Die Cloud, Whatsapp, Facebook – welchen Raum gibt es da für die „altmodische“ Postkarte? Befragt man die Menschen dazu, dann steht die Postkarte nach wie vor an der ersten Stelle, wenn man einen Urlaubsgruß verschicken, oder etwas Besonderes sagen will. Es handelt sich dabei quasi um den „Premium“-Gruß, den man an seine Lieben versendet.

Frau Minyoung Paik hat sich für ihre letzte Semesterarbeit gerade dieser Thematik bedient und ein sehr sympathisches Projekt auf die Beine gestellt. Sechs Postkartenständer wurden bestückt und mittels Motoren in Rotation versetzt. Fluhr Displays sponserte die Kunstinstallation mit sechs bewährten Kartendisplays aus seinem Standard-Programm.
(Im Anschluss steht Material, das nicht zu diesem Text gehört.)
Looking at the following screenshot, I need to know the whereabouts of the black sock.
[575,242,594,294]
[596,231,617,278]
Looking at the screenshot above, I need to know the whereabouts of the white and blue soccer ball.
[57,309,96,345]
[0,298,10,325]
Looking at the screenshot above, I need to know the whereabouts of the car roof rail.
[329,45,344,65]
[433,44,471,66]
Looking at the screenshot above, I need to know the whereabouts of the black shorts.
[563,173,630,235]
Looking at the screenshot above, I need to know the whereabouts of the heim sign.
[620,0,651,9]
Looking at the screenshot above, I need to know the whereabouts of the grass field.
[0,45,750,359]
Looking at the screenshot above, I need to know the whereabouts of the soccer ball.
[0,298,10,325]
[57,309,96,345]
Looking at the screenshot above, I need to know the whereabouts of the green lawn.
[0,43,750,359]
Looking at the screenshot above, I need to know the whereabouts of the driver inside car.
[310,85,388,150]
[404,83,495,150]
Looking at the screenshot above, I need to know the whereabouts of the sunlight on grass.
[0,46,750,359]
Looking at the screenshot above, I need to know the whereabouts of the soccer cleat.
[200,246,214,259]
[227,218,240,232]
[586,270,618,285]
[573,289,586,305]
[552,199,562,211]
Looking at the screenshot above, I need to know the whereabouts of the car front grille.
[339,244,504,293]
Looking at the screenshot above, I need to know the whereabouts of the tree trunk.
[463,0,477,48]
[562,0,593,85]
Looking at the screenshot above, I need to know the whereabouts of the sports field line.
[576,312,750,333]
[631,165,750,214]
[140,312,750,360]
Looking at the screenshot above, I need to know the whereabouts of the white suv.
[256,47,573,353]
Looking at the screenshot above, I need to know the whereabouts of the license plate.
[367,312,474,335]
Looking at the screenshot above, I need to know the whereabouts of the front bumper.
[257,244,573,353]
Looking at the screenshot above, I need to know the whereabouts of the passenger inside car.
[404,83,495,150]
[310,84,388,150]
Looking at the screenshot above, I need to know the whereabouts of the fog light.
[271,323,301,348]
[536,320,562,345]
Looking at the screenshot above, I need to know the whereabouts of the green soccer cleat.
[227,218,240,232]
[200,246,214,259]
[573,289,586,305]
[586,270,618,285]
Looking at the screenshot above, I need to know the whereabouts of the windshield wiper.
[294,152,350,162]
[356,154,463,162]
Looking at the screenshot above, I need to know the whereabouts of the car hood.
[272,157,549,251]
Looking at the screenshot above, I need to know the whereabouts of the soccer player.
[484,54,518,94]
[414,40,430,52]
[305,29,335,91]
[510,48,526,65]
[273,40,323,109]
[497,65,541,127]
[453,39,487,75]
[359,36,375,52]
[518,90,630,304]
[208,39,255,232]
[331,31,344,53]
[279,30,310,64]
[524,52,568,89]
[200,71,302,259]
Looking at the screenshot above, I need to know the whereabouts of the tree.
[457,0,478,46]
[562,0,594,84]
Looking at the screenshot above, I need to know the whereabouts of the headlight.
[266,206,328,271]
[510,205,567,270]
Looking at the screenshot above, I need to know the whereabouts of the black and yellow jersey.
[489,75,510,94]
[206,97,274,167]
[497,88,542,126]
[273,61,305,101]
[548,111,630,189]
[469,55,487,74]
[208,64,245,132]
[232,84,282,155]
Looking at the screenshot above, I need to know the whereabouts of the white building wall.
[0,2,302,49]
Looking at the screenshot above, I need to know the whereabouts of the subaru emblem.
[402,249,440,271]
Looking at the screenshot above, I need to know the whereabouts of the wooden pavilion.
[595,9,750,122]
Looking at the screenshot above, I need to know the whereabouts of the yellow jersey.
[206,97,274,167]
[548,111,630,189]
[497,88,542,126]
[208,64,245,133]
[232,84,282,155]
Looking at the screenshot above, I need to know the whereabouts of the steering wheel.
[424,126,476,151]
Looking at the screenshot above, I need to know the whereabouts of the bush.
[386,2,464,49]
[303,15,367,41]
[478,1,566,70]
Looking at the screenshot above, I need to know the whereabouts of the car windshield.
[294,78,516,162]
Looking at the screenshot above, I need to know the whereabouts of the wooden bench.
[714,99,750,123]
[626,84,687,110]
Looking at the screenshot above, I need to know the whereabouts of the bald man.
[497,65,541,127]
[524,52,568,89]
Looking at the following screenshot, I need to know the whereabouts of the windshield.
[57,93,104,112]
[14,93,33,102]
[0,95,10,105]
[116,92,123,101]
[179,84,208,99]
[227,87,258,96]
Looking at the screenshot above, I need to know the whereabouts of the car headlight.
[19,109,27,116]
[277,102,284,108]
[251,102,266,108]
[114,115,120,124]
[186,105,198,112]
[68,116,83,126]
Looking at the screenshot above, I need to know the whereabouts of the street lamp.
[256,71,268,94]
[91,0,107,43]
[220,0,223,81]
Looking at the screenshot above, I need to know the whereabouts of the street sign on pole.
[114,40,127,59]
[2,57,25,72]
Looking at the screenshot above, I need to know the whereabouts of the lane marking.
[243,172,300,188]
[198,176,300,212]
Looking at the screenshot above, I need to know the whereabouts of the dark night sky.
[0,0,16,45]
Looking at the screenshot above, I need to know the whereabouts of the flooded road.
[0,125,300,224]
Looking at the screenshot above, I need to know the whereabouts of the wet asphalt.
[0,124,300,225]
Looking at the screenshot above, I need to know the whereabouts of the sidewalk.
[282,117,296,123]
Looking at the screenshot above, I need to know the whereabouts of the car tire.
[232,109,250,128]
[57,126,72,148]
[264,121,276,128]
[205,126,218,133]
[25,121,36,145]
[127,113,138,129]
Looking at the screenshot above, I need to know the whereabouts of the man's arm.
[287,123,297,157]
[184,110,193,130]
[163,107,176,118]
Die Idee von Frau Paik begeisterte die Geschäftsleitung von Fluhr auf Anhieb. Die Karten wurden durch die schnelle Rotation unerreichbar und die Kartenständer in ihrer Gesamtheit zu einem Kunstobjekt, das bei der Werkausstellung im Foyer der Akademie der Bildenden Künste in München viele interessierte Blicke auf sich zog. So zeigte die Installation gerade mit Hilfe der guten alten Postkarte, wie rasant die Eindrücke in einer sich schnell verändernden Welt an uns vorbeiziehen. Meist haben wir noch nicht einmal die Chance nach diesen Erinnerungen zu greifen, geschweige denn, sie festzuhalten.

Für uns macht gerade das die „langsame“, gute alte Postkarte so anziehend.